„Get-Together“ an der BAKS: Junge Ressortvertreter vernetzen sich

Dienstag, 24. Januar 2017

Der Führungskräftenachwuchs aus dem Auswärtigen Amt, dem Verteidigungs- sowie dem Entwicklungsministerium diskutierte am 18. Januar an der BAKS über die Konsequenzen der Trump-Wahl für die europäische Sicherheitsarchitektur.

Die Teilnehmer der Veranstaltung hören einen Vortrag von dem Referenten Jan Techau.

Jan Techau von der American Academy in Berlin diskutierte mit dem Führungskräftenachwuchs die Zukunft der europäischen Sicherheitsarchitektur. Foto: BAKS/Mochow

"Jedes Ressort denkt und tickt anders – deswegen brauchen wir eine starke Vernetzung. Das betrifft auch die Personen, die künftig an den Auslandsvertretungen vor Ort den vernetzten Ansatz umsetzen müssen" - so umrissen der Präsident der BAKS, Dr. Karl-Heinz Kamp, und der Leiter Lehre, Dr. Martin Schuldes, das Ziel des diesjährigen "Get-Together". Bei diesem ressortübergreifendem Treffen kommt der Führungskräftenachwuchs aus dem Auswärtigen Amt (AA), dem Verteidigungsministerium (BMVg) sowie dem Ministerium für wirtschaftliche Zusammenarbeit und Entwicklung (BMZ) an der BAKS zusammen, um sich zu vernetzen und sich über sicherheitspolitische Fragestellungen auszutauschen.

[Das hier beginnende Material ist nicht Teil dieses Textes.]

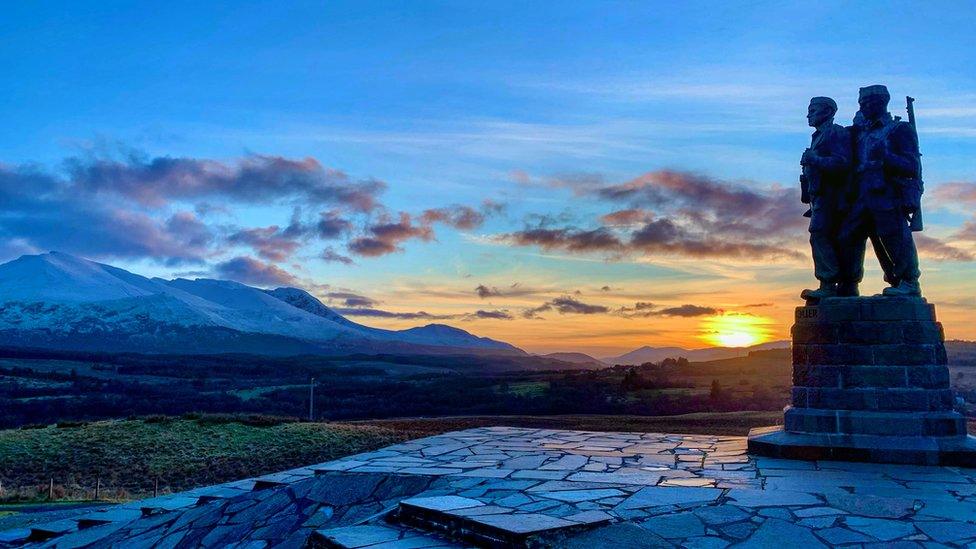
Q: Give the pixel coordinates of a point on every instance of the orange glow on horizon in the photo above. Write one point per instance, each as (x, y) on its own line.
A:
(735, 330)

Mit Jan Techau, dem Direktor des Richard C. Holbrooke Forums der American Academy in Berlin, diskutierten die Teilnehmerinnen und Teilnehmer über mögliche Konsequenzen der Trump-Präsidentschaft für die europäische Sicherheitsarchitektur: Sind die Sicherheitsgarantien nach Trumps Amtsantritt noch gültig? Und wie wird Trump mit den amerikanischen Nuklearwaffen umgehen? Aktuell fehle das Vertrauen – "der Rohstoff der Sicherheitspolitik" – in den transatlantischen Partner, konstatierte Techau. Die transatlantische Zusammenarbeit fuße auf Vertrauen. Werde dies entzogen, kämen neue Kooperationen nur noch schwerlich zustande. Insbesondere Russlands Präsident Putin werde Trump in naher Zukunft "testen", um die Gültigkeit der amerikanischen Sicherheitsversprechungen unter Trump zu prüfen, zeigte sich der Außenpolitikexperte überzeugt.

In der anschließenden Diskussion eröffnete Techau politische Szenarien: Wie wahrscheinlich ist eine Konfrontation zwischen den Vereinigten Staaten und China oder die Auflösung der Ost-West-Strukturen? Zum jetzigen Zeitpunkt ließe sich darüber nur spekulieren, jedoch werde Trump schnell lernen, dass es auch innerhalb seiner Partei starke Befürworter der NATO und des Artikels 5 - der Beistandsklausel, auf der das Bündnis im Kern fußt - gebe. Trumps Verrhalten scheine bisher eher instinktgetrieben und sei daher noch formbar; sein Denken sei von der Geschäftswelt geprägt. Daran müsse man sich orientieren; die europäischen Politiker sollten möglichst schnell Kontakt zu ihm und seiner Administration aufnehmen.

Zum Abschluss nutzte der Führungskräftenachwuchs die Gelegenheit zur informellen Vernetzung. Die BAKS als Ort des strategischen Denkens und vernetzen Ansatzes bietet dafür den Ausbildungsjahrgängen des AA und des BMVg sowie jungen Führungskräften des BMZ jährlich die Möglichkeit, um so das gegenseitige Verständnis der jeweiligen Schwerpunkte und Arbeitsweisen zu fördern.